Aurélie : je m’accommode de la nuit. Je fais face, quoi …
Elizabeth : Comme toi Nathalie, un rapport compliqué avec le sommeil . Parfois c’est le grand amour parfois on se cherche sans vraiment se trouver . Je crois que je n’aime plus trop dormir mais pourtant je sais que j’en ai besoin
Christelle : Ah, vaste question... insomniaque jusqu'à mes 25 ans, puis mes nuits sont devenues plus sereines et le sommeil m'a de nouveau quittée depuis que je suis quinqua... pas vraiment d'angoisse, pas de peur nocturne, juste le sommeil qui ne vient pas et mon esprit qui se met à dérouler tout un tas de pensées qui m'éloignent chaque minute un peu plus des bras de morphine. Mais peu importe, j'aime la nuit, le silence, la lumière de la lune et des étoiles dans ma campagne, les chats qui se promènent ou chassent... mon petit plaisir : le bruit de la pluie la nuit.
Marie : Ah … la nuit… le mouvement de la nuit… 🙌❤️
Nathalie : J'ai toujours beaucoup dormi, des nuits de plus de 10h toute mon adolescence. Depuis 1989 je bosse de nuit, un choix que j'adore, mes nuits n'ont pas changé sauf les lendemains de nuit ou je fais de la lecture jusque vers 1h30, 2h mais le lendemain je ne me réveille jamais avant 10h dans ce cas. J'adore la nuit, ses bruits, les étoiles, la lune, le vent...
Ariane : La nuit, c’est difficile.. est-ce parce que je suis née en pleine nuit ?
Je ne saurais pas dire, mais je m’endors toujours vers 2h. Minuit est un moment de pleine angoisse et de réflexion…
Petite, ma maman me donnait un chocolat au lait pour dormir, j’ai repris cette habitude et ça m’aide plutôt bien ! 🍫
Amal : Je pense que c’est une question de tempérament ET d horloge biologique innée, moi j’aime la nuit et j’ai toujours adoré la nuit mais j’aimerai bien dormir tout de même 🤨 parce que s’il y’a une dette qu’on ne rembourse jamais c’est bien celle de sommeil . Mais suis team #becausethenight 😉
Caroline : J’adore la nuit, surtout l’été quand il fait bon, que le ciel est clair et que je peux m’absorber dans la contemplation des étoiles. J’aime veiller tard, et c’est la nuit que j’ai le plus d’idées. Par contre j’ai un vrai problème avec le matin !
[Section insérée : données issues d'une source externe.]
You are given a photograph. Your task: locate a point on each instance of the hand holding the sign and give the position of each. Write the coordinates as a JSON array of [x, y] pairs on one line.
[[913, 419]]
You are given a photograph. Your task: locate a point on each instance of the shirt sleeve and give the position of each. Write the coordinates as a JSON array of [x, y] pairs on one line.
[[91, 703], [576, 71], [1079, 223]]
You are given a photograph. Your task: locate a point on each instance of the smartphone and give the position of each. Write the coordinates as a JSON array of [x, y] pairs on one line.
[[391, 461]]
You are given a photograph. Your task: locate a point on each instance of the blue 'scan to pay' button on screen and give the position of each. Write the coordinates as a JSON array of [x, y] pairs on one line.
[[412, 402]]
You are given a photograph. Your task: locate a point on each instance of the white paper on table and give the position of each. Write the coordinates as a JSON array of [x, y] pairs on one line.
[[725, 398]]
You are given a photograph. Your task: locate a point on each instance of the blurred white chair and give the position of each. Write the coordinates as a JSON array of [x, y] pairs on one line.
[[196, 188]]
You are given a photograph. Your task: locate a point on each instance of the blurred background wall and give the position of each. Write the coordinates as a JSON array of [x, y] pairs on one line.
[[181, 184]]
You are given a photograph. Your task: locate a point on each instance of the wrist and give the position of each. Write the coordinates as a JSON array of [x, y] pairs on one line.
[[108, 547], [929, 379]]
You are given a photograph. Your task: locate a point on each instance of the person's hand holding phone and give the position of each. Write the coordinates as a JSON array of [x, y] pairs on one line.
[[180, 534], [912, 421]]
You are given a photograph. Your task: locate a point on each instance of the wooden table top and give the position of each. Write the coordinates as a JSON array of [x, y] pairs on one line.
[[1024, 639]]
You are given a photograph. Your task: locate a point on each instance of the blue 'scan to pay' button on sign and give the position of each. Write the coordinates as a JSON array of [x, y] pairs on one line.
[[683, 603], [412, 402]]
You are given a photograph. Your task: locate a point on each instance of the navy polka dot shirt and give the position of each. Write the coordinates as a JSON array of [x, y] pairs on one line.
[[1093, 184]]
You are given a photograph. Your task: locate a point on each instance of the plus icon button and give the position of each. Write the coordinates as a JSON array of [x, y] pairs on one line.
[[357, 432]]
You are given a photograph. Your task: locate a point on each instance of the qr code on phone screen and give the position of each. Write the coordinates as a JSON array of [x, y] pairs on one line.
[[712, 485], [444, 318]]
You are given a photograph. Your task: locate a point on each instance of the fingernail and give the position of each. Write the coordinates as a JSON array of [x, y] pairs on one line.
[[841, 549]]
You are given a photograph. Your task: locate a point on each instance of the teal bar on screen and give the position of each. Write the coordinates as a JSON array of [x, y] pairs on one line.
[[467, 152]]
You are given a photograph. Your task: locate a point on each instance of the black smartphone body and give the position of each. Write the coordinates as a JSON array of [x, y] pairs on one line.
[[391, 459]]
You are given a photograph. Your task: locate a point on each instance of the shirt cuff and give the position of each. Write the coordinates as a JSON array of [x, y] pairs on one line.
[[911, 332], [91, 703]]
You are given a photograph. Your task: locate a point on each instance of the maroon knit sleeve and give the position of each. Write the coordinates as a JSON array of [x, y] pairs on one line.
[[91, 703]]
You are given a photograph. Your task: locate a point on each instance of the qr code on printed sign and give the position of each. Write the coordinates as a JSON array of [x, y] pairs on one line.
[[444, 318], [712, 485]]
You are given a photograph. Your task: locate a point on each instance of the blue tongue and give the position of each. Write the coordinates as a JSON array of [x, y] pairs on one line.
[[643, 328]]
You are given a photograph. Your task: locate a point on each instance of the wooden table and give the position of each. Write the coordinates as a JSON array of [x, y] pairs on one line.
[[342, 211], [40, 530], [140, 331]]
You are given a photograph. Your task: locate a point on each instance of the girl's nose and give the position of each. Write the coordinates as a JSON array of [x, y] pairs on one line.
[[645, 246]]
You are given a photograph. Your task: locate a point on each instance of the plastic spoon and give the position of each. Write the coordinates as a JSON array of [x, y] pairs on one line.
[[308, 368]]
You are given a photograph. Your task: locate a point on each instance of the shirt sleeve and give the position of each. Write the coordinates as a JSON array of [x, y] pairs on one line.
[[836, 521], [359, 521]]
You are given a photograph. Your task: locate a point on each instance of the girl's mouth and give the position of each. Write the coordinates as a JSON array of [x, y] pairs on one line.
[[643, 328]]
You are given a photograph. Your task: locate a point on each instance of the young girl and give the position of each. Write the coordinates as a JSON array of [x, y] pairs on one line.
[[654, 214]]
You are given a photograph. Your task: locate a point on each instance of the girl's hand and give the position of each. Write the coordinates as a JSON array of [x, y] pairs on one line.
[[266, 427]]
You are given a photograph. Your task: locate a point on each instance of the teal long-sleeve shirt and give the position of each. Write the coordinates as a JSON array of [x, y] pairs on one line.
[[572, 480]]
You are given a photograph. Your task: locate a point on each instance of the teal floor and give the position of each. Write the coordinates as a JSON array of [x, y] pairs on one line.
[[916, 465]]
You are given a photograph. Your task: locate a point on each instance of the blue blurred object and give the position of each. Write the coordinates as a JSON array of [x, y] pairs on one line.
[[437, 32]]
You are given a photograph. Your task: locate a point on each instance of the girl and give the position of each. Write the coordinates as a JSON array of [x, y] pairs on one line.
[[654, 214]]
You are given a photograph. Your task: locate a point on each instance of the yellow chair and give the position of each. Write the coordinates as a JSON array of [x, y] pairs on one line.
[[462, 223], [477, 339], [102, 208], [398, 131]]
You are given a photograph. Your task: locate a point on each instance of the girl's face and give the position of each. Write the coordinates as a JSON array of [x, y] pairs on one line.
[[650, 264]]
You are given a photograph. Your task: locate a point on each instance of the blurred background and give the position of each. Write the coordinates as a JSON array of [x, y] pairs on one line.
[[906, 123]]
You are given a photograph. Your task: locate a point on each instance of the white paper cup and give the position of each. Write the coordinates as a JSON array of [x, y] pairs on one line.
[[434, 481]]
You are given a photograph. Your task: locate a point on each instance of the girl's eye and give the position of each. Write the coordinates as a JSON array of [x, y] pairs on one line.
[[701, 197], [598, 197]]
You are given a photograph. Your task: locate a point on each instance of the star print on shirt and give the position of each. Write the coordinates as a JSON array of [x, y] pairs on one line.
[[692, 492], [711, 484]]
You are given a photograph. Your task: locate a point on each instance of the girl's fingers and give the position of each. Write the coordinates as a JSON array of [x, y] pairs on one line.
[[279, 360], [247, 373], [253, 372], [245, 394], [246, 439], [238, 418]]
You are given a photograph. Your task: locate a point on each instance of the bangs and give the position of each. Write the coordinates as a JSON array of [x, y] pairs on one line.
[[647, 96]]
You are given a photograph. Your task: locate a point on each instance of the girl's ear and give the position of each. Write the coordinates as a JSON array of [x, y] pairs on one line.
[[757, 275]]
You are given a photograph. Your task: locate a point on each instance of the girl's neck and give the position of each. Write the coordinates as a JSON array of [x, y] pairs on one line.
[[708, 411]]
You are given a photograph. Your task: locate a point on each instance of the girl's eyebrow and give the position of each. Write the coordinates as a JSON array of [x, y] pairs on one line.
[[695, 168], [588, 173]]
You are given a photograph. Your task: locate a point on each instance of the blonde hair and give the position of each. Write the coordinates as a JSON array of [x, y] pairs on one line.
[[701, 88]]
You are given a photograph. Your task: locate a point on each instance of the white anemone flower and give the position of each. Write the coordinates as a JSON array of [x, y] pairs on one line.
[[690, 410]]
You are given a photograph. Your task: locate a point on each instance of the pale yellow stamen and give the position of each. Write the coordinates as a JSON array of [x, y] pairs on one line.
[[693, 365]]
Lartemisia : J'adore la nuit. Cocon étoilé, je m'y love quand elle vient. J'adore ses silences et son temps suspendu. Le noir ne m'effraie pas il accroche si joliment la lumière.
Marie-Aline : Moi j’ai un rapport compliqué avec le sommeil, je trouve que je perds du temps. Du coup je regarde des documentaires ou des séries très très très tard ( la nuit dernière j’ai éteint la tv à 03h) , puis je lis pour finir par m’endormir sur mon livre . Et le lendemain c’est le calvaire pour me lever à 07h ! Et de temps en temps , quand je suis crevée, je me couche “tôt “ (= 23h).
Pic by @arianelongevial “La nuit, je mens”
Merci Nathalie pour cette sublime lettre.
J'ai l'habitude de vivre ce que je nomme des "réveils nocturnes" : le monde m'appartient alors. Je lis, écrit, bois du thé, contemple la lune et les étoiles... Ce sont des moments magiques.